Subsequent single-institution data argued that the morbidity risk associated with intervention in ARUBA was overestimated. In addition, surgery, the accepted interventional modality most likely to achieve AVM obliteration, was used in a minority of patients. In a study published in 2018, Link et al. analyzed all of the cases that would have met the ARUBA inclusion criteria and were treated at NewYork-Presbyterian/Weill Cornell Medical Center between 2004 and 2017. The authors identified 86 cases that qualified for the analysis and found a rate of symptomatic stroke or death (the ARUBA primary endpoint) of 8.3% and a rate of long-term impairment of 4.5%. In addition, the nidus was completely obliterated in 92.4% of patients overall and 100% of patients who underwent resection. The American Heart Association and American Stroke Association released a joint statement in 2017 stating that unruptured AVMs could be managed with any combination of microsurgery, embolization, or stereotactic radiosurgery and ruptured AVMs should be managed with a goal of nidus obliteration.

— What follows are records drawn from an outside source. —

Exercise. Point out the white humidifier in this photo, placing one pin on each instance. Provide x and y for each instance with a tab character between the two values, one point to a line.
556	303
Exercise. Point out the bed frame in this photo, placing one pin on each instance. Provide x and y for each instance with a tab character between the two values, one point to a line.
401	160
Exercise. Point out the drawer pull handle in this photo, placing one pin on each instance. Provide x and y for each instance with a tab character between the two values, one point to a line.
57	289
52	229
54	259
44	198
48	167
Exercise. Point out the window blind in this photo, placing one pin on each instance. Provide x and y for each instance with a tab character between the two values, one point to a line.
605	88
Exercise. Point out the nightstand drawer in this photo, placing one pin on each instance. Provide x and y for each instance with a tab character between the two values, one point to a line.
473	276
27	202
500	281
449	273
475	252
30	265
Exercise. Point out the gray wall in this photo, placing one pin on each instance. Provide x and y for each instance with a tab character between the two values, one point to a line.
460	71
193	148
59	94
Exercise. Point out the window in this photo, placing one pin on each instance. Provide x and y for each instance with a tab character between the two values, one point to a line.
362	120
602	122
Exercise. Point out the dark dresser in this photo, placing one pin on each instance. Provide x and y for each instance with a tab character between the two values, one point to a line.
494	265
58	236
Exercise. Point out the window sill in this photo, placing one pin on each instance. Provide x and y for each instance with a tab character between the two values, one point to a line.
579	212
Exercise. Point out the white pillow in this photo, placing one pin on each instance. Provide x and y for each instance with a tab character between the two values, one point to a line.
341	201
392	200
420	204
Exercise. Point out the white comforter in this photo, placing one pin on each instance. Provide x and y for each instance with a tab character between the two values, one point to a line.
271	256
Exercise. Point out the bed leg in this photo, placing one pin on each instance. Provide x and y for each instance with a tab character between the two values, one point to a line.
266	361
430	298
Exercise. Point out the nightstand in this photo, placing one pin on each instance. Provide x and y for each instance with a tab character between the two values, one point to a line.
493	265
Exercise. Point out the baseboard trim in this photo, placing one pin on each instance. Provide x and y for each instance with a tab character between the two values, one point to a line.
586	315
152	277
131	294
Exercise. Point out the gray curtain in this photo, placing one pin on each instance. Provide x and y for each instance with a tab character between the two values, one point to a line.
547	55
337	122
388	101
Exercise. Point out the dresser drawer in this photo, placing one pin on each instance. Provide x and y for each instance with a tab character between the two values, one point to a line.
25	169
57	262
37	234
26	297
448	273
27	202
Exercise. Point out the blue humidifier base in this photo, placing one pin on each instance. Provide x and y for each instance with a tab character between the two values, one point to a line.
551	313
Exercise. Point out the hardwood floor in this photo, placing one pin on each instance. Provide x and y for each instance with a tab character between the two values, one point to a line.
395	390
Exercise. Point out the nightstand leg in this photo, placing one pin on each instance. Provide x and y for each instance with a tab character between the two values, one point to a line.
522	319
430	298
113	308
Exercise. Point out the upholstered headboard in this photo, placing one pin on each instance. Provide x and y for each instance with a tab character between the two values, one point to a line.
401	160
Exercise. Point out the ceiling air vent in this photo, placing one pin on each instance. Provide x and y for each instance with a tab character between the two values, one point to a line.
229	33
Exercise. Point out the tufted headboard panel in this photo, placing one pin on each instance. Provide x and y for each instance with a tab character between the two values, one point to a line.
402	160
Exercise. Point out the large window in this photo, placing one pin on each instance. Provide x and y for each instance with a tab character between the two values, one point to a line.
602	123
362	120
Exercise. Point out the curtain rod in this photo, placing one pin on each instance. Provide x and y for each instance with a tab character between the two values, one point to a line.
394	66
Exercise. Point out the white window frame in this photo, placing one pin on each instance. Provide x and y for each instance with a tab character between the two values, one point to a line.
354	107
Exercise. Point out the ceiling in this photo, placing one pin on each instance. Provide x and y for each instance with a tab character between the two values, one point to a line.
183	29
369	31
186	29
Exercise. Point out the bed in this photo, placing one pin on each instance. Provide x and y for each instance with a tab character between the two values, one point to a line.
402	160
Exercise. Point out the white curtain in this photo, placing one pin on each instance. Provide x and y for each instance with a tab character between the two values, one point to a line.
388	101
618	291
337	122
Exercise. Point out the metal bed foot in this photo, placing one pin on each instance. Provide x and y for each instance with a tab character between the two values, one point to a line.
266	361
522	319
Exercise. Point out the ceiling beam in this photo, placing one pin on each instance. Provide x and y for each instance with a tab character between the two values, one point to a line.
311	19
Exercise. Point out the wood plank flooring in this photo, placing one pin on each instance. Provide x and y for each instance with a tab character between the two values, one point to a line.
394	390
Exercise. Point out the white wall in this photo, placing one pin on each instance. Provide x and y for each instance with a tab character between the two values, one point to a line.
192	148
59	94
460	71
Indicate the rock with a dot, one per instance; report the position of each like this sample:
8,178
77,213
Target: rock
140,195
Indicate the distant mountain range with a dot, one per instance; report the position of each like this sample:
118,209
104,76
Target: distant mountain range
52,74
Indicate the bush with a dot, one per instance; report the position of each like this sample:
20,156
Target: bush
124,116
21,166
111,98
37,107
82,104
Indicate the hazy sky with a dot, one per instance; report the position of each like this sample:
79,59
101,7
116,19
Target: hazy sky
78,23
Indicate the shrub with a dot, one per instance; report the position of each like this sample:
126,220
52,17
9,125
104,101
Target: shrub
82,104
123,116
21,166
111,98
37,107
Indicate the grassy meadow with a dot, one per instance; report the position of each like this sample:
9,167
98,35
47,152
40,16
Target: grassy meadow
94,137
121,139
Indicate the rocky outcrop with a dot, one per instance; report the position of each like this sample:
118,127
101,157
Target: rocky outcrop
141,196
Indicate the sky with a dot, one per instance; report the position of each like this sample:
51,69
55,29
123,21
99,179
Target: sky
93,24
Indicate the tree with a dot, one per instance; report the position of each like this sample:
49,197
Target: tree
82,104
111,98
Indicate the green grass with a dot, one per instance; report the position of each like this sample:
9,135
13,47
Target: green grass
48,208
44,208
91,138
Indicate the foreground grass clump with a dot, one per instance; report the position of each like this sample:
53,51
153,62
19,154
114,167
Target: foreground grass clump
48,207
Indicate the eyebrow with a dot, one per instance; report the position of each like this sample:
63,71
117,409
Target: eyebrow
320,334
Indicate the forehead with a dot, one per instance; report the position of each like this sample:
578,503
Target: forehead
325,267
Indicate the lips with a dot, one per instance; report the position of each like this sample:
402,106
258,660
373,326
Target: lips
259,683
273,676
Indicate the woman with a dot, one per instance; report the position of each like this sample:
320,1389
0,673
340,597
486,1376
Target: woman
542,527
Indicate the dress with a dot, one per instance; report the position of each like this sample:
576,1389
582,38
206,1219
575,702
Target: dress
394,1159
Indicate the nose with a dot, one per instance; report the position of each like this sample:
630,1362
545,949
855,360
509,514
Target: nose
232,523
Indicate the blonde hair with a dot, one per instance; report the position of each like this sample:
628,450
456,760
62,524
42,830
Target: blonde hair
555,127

To date, there is insufficient high-quality evidence regarding the complications associated with each treatment to issue guidance on the selection of modality for treatment of unruptured AVMs.

Imaging Advances

New imaging modalities have come into practice for preoperative, intraoperative, and postoperative assessment of iAVMs. Currently, DSA with 3D reconstruction is the gold standard for imaging AVMs, allowing full characterization of the lesion with respect to arterial feeders and draining veins. Superselective angiography, employing high-resolution DSA and flexible microcatheters, allows the precise definition of AVM angioarchitecture. When DSA is combined with Wada testing, important functional data can also be obtained. Structural tractography, possibly in combination with functional assessments, allows for determination of AVM involvement with eloquent brain cortex and white matter tracts. If resection of an AVM involving eloquent brain, especially in language or motor areas, is performed, these adjuncts combined with navigation can aid the surgeon during the microdissection. Accurate determination of the nidus volume from MRI is critical for the successful treatment of AVMs, either with microsurgical dissection or stereotactic radiosurgery.

Four-dimensional CT (4D CT) has been shown in a small case series to be almost identical to DSA for determining AVM location, size, and vascular structures. In this study, there was only one reported difference in the identification of smaller arterial branches between the two methods, but 4D CTA was able to distinguish all the main feeding arteries and draining veins. Four-dimensional DSA (4D DSA) allows the contrast bolus to be viewed at any time and from any angle and has been shown to contain information identical to combination of 2D acquisitions and 3D DSA reconstruction. Another study demonstrated that the ability of noninvasive arterial spin labeling (ASL) MRI to identify obliteration of AVMs after stereotactic radiosurgery was similar to that of DSA. This finding may allow patients to avoid the risk of angiography and may enhance patient satisfaction in the surveillance period.